When you pull the wind knob all the way up, can you see what's actually bent? That might give you a clue. It sounds like it needs to be popped out and carefully examined.
FWIW, I never got on w/ mine. It felt big and heavy compared to my previous Super Ikonta III/IV, which seemed considerably smaller and lighter. No strap lugs though, that always bugged me.
Interestingly, the winding mechanism only really works properly if one of the flip-up tabs on the knob is raised. This tab will put a little bit of pressure on the disk beneath it, which seems to engage it with the rest of the mechanism. The other tab won't, and while the film will wind when you turn it with that one, the counter/shutter release won't work. Again, the camera still functions, but I'd like to remedy this. I'd like to at least make the knob look straight in case I want to try selling this thing someday!
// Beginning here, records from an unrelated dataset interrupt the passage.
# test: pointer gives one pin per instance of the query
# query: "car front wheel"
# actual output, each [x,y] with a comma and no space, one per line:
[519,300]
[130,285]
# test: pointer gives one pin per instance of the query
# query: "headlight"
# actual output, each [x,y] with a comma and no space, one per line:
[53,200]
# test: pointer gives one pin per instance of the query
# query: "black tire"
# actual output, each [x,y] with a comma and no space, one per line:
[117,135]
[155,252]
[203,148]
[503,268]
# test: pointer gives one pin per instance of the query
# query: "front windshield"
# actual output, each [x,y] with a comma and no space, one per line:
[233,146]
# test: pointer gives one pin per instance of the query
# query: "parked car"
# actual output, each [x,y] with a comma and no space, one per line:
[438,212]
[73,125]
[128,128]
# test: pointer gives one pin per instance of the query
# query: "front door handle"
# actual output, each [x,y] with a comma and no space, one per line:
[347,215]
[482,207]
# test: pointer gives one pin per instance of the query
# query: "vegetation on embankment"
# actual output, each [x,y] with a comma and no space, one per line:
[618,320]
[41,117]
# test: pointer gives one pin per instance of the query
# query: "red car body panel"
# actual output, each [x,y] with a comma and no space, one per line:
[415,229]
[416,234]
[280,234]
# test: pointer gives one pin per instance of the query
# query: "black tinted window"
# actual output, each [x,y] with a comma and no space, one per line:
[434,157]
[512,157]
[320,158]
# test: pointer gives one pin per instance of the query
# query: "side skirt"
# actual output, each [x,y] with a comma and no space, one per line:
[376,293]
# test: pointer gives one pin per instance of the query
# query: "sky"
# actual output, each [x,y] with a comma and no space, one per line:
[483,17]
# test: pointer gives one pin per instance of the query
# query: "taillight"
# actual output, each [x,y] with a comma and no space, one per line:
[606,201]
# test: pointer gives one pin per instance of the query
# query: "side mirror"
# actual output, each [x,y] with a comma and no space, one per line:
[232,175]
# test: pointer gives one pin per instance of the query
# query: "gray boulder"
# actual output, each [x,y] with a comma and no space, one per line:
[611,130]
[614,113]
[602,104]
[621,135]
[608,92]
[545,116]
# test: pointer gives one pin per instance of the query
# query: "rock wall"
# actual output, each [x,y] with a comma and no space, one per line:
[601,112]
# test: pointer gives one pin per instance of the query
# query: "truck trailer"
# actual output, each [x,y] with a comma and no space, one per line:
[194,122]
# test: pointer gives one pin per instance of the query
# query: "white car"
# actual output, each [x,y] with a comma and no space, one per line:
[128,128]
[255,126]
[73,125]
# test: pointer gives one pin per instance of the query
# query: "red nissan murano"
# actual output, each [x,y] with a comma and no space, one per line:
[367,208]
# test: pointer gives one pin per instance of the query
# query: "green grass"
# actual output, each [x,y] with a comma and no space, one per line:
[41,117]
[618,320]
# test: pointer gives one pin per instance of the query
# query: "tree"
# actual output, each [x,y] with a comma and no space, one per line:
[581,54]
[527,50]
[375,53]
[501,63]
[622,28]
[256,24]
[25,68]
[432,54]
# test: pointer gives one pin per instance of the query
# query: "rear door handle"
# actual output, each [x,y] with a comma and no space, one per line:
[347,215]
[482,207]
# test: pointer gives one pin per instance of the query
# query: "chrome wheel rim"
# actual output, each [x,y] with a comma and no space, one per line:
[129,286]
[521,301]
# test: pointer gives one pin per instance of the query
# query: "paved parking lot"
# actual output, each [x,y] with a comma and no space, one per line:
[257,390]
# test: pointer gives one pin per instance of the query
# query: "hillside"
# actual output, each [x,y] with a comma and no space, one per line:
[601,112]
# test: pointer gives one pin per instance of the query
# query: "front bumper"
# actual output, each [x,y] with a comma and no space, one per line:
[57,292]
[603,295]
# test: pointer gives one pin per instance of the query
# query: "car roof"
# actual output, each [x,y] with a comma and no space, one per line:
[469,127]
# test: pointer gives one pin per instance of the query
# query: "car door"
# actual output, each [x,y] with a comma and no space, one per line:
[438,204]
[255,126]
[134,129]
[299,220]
someone swapped the back door with one from the 6x9 version, thus making red-window use...interesting),
I can get 12 shots by winding until the 'third dot' shows in the window (not all the way to 1)
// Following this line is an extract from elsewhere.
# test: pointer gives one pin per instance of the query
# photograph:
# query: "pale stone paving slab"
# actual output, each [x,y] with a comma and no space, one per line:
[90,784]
That's the original door (a Super Ikonta C, 6x9, would be roundly an inch and a quarter wider). I have a 532/16 and it has the red window on the 6x9 framing track also.
I understand this is because 6x6 framing track wasn't universal on 120 film yet when that camera was designed (about 1938) and 124 film, which was short roll 120 with only 6x6 framing (8 frames), was obsolete. So Zeiss Ikon engineers designed the camera with a turns-counting automatic framing mechanism and used the 6x9 track to start the film at the right position (for 11 frames). IIRC, they did the same with the Baby Rolleiflex and maybe the full size Rolleiflex models introduced before 1940.
If the frame counter is working, you wind the film until 1 shows in the red window, push down on the counter wheel and turn it to 1 (where it will stop) and then close the red window shutter until next time you load. Mine has been modified to give a twelfth frame (by filing another carefully positioned notch in the advance stop wheel, "under the hood"). If the mechanical counter is not working, your easy way out might be to accept large spaces between frames...
Then the Rolleiflex Standard came on the market, and in the beginning it had two red windows, one on the back for 117-film (B1) and one on the bottom for 120-film (B2) And this was because of the 120-film only had the 6x9 numbers on the backing paper.
Many 6x9 folders have two red windows so they could be used with a mask for 6x4,5 and use the 6x9 numbers when winding before 120-film got the 6x4,5 numbers on the backing paper.
Yes, 117. Long-obsolete formats are hard to keep track of.
So that Rolleiflex Standard had a frame counter, but it could be started with either the 6x9 or 6x6 track (if present), else why not just specify 117 only (yes, 120 is longer, but you'd still only get 8 frames using the red window).